1College of Mechanical Science and Engineering, Jilin University, Changchun 130022, China
2College of Electromechanical Engineering, Changchun University of Technology, Changchun 130012, China

Received 18 July 2013; Accepted 13 August 2013

Academic Editors: C. Bao and A. Szekrenyes

Copyright © 2013 Qiang Liu et al. This is an open access article distributed under the Creative Commons Attribution License, which permits unrestricted use, distribution, and reproduction in any medium, provided the original work is properly cited.

Abstract

Accurately modeling the dynamic behaviors of fast tool servo (FTS) is one of the key issues in the ultraprecision positioning of the cutting tool. Herein, a quasiphysics intelligent model (QPIM) integrating a linear physics model (LPM) and a radial basis function (RBF) based neural model (NM) is developed to accurately describe the dynamic behaviors of a voice coil motor (VCM) actuated long range fast tool servo (LFTS).

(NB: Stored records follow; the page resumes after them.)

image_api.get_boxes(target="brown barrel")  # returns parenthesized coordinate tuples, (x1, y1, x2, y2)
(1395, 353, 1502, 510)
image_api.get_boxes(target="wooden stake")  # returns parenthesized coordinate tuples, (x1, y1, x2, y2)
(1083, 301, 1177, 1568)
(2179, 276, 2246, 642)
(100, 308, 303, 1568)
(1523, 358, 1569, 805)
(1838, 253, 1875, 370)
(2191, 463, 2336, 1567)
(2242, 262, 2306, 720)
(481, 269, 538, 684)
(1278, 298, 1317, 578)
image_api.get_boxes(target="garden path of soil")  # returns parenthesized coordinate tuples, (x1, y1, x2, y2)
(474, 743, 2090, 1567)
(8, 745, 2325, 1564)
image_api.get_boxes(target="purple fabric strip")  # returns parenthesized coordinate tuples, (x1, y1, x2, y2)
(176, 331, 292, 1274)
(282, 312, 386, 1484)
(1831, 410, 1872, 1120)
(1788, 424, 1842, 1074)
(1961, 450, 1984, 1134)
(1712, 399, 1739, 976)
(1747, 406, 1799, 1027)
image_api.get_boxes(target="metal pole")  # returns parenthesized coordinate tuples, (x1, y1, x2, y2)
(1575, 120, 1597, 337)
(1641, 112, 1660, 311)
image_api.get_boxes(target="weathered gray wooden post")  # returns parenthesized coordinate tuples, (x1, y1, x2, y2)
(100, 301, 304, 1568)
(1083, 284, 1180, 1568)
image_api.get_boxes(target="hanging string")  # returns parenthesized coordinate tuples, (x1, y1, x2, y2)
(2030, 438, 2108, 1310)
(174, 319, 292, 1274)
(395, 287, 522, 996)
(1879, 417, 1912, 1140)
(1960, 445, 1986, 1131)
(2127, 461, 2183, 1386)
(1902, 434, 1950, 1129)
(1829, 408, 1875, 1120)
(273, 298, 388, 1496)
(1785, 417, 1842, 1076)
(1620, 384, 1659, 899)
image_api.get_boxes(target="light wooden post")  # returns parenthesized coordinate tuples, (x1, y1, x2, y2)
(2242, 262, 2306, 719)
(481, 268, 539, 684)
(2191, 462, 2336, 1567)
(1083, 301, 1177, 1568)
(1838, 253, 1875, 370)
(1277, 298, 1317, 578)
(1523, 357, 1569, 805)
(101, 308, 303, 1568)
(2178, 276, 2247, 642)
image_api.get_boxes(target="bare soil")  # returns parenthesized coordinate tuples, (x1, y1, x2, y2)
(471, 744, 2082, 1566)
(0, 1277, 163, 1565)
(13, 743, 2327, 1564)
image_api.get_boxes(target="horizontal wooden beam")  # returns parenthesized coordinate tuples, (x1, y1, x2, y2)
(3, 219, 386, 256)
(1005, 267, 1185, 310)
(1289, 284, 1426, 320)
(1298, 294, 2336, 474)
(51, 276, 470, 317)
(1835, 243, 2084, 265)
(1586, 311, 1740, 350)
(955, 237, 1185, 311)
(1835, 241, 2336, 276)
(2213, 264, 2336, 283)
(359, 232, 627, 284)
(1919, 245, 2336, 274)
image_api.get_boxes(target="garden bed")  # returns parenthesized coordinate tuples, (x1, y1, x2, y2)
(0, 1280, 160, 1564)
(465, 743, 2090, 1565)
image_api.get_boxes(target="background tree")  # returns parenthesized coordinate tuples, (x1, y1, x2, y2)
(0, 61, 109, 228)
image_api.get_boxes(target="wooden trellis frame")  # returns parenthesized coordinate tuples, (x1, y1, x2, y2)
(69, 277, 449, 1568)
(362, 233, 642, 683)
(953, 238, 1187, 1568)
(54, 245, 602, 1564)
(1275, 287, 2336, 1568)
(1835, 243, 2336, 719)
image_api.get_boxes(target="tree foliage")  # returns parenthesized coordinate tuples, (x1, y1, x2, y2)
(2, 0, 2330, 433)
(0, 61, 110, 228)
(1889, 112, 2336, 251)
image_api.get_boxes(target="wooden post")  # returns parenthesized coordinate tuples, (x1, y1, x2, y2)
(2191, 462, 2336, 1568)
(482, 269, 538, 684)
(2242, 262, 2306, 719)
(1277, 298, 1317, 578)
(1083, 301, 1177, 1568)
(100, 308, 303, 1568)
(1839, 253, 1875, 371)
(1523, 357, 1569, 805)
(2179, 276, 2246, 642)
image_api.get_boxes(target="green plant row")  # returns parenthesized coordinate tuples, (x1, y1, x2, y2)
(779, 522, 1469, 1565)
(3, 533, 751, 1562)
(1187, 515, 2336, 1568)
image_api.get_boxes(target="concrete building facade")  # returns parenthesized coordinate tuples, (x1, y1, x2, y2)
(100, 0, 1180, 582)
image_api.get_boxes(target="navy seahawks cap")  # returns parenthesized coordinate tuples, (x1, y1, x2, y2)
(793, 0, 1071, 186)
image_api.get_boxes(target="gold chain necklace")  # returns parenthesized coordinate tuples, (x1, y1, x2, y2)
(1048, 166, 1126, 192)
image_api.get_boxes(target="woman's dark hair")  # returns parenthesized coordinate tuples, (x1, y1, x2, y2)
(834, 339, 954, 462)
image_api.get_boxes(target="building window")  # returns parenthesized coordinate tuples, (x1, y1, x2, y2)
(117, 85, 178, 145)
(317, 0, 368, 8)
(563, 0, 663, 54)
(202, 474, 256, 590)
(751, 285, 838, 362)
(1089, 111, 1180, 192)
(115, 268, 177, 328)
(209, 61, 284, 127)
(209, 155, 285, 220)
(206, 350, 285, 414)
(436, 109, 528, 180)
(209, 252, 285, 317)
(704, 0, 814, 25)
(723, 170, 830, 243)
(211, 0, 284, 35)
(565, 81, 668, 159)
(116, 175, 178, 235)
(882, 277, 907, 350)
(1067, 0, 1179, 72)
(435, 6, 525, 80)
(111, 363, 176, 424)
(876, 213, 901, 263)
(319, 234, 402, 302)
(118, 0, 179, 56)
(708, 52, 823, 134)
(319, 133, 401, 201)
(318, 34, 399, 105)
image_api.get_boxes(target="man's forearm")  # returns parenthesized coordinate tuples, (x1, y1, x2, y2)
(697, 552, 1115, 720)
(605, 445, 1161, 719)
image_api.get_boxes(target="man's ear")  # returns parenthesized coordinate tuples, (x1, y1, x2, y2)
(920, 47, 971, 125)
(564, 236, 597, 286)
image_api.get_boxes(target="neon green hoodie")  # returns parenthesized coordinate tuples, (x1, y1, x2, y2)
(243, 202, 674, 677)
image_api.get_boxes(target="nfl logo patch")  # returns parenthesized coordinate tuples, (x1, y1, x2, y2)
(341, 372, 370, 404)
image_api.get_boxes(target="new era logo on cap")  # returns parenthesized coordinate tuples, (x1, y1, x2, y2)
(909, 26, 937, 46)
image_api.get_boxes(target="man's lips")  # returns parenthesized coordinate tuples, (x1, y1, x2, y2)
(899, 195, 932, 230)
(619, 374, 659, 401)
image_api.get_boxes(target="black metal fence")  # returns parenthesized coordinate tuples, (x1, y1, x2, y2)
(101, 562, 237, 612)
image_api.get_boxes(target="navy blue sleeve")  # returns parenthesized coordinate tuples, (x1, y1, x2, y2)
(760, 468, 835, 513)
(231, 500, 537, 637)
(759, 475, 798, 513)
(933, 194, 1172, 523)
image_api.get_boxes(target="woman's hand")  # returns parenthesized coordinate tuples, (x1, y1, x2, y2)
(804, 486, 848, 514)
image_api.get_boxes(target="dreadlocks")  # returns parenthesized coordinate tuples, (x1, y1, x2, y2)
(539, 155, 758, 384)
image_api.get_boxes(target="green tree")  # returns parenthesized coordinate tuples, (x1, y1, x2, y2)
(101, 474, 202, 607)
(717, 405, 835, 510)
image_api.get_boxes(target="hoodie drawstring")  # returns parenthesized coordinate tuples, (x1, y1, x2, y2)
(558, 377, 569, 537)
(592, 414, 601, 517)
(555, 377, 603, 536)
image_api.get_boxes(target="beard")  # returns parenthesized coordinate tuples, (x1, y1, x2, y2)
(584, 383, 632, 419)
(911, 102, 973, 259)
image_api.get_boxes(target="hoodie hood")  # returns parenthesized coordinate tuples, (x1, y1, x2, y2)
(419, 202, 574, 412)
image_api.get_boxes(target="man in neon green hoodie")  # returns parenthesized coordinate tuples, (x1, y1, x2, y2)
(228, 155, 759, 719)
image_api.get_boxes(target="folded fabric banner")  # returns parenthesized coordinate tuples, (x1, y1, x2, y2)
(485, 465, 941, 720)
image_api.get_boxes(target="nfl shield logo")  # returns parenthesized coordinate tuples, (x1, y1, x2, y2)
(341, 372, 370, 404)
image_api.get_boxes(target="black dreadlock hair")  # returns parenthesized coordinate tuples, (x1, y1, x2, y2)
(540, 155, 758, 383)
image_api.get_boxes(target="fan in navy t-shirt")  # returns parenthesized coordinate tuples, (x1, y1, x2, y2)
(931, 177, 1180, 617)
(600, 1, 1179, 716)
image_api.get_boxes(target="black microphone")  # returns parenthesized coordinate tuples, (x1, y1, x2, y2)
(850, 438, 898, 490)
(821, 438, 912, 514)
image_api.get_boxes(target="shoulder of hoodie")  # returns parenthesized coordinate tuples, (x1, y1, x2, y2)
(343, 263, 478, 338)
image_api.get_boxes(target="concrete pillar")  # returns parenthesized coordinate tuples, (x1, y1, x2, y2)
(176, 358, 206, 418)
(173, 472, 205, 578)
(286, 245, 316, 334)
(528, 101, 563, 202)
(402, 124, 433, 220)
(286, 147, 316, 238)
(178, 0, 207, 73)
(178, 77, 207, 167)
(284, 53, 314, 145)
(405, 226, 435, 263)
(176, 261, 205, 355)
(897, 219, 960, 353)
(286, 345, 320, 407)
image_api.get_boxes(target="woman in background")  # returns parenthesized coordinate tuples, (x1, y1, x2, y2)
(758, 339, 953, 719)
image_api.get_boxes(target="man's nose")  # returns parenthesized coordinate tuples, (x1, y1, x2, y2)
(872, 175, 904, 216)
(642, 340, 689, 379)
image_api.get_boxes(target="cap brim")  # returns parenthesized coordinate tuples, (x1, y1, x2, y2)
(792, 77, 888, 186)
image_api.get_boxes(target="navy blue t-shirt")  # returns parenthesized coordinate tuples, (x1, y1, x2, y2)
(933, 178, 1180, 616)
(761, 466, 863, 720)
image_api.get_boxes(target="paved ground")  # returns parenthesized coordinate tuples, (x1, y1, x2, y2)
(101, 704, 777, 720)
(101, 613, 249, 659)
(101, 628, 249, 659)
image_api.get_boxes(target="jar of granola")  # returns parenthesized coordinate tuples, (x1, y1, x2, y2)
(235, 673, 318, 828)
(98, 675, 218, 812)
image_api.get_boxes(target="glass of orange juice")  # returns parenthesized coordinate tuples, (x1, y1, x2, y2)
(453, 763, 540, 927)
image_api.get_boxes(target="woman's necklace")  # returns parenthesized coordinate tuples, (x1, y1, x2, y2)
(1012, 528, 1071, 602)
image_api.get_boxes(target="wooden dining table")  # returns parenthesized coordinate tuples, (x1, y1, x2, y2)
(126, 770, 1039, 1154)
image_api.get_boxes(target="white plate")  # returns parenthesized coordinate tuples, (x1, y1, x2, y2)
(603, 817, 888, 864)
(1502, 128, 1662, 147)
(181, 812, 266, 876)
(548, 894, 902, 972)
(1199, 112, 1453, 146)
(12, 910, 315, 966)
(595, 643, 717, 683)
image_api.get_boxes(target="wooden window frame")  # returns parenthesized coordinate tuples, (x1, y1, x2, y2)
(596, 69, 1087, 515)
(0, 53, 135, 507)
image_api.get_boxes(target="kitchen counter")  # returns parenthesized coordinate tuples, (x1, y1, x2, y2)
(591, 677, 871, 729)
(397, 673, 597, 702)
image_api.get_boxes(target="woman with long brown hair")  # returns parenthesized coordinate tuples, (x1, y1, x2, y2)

To identify the parameters of the LPM, a novel Opposition-based Self-adaptive Replacement Differential Evolution (OSaRDE) algorithm is proposed which has been proved to have a faster convergence mechanism without compromising with the quality of solution and outperform than similar evolution algorithms taken for consideration. The modeling errors of the LPM and the QPIM are investigated by experiments. The modeling error of the LPM presents an obvious trend component which is about ±1.15% of the full span range verifying the efficiency of the proposed OSaRDE algorithm for system identification. As for the QPIM, the trend component in the residual error of LPM can be well suppressed, and the error of the QPIM maintains noise level. All the results verify the efficiency and superiority of the proposed modeling and identification approaches.